Elliot turned and followed the officer to the landlord’s office. There, they replayed the close-circuit security feeds of the stairwell and the hallway leading to it. He watched the victim leave his apartment alone.
“Pause it! Yeah, right there!”
Detective Elliot studied the face. He knew that face. It was that Don Gilmore that he interviewed a few weeks back regarding the Losstrum murder. He got an odd feeling about the man, but nothing solid that would have put Gilmore anywhere near the top of the suspect listof Mr. Losstrum’s murder.
“Detective?”
“Oh, sorry. It is just I met this man not too long ago. Go ahead, and continue the video.”
Elliot watched as Don Gilmore got to the top of the stairway. Then, he saw something unbelievable.
“Go back. Play that again!”
“I told you that you needed to see it, detective!”
They played the scene a second time. A third in slow motion. Don Gilmore’s body flails at the top of the stairwell as if he was suddenly pushed impossibly hard from behind. Yet, after his body starts to fly down the stairs, his shadow seemed to stay behind at the top of the stairs.
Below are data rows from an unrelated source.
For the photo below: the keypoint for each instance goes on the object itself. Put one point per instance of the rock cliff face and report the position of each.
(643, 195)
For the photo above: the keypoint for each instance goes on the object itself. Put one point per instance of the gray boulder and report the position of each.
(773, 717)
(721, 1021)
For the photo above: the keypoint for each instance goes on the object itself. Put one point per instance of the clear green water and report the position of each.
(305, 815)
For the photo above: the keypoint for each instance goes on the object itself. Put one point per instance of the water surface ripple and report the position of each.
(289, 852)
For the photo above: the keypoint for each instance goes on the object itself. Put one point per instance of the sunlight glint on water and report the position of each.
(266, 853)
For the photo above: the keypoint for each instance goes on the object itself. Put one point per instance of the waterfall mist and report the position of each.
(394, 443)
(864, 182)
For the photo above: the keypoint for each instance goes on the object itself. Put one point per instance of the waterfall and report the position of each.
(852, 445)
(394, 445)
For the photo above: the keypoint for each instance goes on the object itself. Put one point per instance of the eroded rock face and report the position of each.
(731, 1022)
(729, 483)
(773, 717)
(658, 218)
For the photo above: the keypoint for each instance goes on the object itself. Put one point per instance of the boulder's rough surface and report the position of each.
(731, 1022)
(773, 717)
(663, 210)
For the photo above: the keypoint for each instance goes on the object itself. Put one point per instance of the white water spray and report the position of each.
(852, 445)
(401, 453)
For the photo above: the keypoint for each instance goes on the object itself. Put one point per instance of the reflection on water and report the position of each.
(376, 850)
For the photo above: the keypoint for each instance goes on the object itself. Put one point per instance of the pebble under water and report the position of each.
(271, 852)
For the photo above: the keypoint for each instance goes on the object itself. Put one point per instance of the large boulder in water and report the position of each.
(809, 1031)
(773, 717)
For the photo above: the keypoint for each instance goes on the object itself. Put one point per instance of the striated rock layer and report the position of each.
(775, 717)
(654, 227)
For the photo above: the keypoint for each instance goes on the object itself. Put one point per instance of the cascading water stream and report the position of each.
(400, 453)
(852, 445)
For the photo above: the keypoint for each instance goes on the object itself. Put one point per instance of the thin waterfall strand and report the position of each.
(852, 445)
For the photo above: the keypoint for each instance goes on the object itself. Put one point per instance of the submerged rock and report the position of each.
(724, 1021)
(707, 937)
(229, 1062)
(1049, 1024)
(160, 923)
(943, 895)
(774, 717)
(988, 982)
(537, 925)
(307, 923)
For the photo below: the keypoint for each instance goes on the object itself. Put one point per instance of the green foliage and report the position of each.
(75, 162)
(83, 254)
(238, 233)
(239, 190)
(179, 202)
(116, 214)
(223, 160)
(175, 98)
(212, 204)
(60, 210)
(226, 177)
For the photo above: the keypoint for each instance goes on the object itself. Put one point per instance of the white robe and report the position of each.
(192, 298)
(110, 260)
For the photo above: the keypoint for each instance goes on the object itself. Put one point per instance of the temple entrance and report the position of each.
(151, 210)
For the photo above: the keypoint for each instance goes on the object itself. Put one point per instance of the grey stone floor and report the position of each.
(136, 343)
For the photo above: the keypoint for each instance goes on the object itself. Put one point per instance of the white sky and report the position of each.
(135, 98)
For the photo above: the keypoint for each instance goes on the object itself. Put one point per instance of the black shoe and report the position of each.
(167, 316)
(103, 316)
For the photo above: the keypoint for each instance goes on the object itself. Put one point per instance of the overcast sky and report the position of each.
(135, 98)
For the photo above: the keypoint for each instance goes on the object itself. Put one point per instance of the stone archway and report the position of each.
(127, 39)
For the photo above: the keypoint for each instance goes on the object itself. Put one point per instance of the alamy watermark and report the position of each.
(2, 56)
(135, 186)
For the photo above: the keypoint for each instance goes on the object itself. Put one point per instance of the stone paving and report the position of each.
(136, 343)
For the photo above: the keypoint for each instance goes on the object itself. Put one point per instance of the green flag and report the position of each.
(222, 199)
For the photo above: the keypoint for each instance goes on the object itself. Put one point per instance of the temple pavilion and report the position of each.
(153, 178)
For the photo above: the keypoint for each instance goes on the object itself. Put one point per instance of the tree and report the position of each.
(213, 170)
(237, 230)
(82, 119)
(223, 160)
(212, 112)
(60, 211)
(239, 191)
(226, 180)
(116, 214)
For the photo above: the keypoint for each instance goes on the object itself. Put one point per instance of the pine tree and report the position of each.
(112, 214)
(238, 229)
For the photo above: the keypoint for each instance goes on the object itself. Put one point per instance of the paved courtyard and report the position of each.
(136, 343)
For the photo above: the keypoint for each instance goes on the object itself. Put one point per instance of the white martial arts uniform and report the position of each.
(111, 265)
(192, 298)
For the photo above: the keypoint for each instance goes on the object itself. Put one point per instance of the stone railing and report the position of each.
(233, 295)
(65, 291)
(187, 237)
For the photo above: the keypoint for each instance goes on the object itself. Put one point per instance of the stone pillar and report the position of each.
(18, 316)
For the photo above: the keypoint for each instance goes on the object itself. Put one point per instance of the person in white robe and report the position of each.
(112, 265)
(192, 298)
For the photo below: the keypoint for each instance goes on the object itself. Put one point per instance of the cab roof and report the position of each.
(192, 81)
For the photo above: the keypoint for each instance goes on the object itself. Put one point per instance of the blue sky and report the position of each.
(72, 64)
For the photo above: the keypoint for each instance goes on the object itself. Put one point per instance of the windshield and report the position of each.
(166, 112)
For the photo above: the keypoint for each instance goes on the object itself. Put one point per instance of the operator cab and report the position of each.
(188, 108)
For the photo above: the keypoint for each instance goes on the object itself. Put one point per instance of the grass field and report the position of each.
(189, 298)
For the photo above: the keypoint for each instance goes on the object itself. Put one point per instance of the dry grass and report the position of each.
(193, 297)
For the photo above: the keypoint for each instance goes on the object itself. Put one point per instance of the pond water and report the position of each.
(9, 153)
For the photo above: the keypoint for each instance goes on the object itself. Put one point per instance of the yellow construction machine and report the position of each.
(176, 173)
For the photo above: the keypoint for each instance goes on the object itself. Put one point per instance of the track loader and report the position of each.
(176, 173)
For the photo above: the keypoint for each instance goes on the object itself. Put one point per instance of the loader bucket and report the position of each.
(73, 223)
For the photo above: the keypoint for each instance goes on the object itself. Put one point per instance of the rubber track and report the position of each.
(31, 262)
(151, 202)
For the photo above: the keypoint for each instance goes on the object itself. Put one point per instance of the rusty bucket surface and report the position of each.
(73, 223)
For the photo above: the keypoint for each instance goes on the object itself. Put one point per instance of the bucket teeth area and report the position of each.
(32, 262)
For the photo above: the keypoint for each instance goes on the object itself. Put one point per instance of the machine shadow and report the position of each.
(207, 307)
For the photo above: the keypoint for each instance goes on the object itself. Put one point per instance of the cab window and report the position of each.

They watched each feed dozen more times, to see if there was anyone else there. The videos seemed to show no one else, just Gilmore and his queer shadow.
Elliott recalled how shadows seemed to actively haunt the Losstrum case. He gut screamed a suspicion.
“I would like to look in his apartment, please...”
The landlord lead Elliot into Don Gilmore’s small apartment. It didn’t take long to find what his instincts suddenly urged him to look for. Sitting naked, alone on Don Gilmore’s nightstand was a simple ring of silver. Looking closer, a simple ring of silver with two tiny sapphires.
Elliot had a vibe go up his spine. He could almost hear a crow caw:
See...See...See...
Elliot solved one case in that moment. He knew this new case would always be a mystery. Who would believe that a man was killed by a shadow pretending to be his own?